Again reporting what is going to happen in case it doesn’t and you don’t get to gloat. Though regrettably, at least from their point of view, the National Interagency Fire Center in Boise Idaho:

“is predicting above-normal fire activity in parts of the Pacific Northwest, including eastern Oregon and central Washington, in July and August. Elsewhere in the West, forecasters are predicting normal or below-normal fire activity for those months.”

In short, nothing to see except the usual. Namely a lot of fires under variable conditions, as has been the case since the year dot, and a haze of rhetoric.

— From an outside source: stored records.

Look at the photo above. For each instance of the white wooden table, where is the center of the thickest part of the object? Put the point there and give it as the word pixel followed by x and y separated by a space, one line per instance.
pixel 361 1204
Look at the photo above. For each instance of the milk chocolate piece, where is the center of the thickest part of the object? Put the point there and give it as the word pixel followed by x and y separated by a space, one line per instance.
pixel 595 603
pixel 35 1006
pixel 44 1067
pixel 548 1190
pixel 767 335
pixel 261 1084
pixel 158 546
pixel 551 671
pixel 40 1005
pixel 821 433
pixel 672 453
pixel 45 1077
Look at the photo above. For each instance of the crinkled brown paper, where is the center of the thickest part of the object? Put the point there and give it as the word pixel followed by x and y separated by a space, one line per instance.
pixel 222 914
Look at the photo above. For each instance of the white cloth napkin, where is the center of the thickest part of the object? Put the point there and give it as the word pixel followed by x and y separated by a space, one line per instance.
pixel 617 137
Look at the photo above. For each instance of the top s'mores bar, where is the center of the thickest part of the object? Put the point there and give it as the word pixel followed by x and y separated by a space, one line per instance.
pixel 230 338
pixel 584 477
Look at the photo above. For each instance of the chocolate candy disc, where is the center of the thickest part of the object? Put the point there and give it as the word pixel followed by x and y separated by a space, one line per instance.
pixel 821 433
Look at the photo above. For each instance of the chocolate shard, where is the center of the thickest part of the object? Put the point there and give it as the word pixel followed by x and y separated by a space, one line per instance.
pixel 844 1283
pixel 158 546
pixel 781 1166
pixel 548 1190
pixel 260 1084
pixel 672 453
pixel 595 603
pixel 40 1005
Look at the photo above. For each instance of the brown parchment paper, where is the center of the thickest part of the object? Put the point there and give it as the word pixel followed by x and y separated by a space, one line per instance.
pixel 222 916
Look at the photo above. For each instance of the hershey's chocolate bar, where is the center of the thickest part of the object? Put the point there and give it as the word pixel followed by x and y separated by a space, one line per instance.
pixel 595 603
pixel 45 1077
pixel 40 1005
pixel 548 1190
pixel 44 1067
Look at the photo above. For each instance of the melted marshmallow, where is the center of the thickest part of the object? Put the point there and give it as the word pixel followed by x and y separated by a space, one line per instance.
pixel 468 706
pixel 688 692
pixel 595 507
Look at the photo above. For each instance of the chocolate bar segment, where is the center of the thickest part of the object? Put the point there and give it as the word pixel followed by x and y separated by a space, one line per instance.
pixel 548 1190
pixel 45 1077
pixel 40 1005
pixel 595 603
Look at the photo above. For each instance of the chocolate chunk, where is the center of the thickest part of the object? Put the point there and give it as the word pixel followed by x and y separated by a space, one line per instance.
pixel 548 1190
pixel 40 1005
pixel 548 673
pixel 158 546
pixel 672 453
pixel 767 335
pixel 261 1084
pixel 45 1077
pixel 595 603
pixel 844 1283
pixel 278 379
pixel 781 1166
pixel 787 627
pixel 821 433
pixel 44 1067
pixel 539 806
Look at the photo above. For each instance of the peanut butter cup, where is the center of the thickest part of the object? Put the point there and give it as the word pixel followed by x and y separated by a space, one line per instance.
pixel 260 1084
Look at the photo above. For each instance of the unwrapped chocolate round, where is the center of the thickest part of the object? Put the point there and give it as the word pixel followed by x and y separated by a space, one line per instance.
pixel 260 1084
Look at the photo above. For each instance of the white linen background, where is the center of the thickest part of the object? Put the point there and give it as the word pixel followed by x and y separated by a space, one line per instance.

P.S. Just as everyone was assuring us the choking pall of smoke would not clear any time soon, Ottawa on Thursday June 8 had an air quality of 1, the best possible. And a day after the headline “Toronto’s air is smoky and expected to get much worse” that city was at 4, on the border between low and moderate risk.

5 comments on “All fired up”

  1. It's actually the mantra for the death-cult of pseudo-environmental hysteria transitioned to suicidal policies and politics. Jimmy Jones was a piker!

  2. I just sent a letter to the editor of local paper,more or less saying what's been said here. That fires were worse in the past.And that there is NO trend of worsening forest fires.These climate thugs need to be stopped!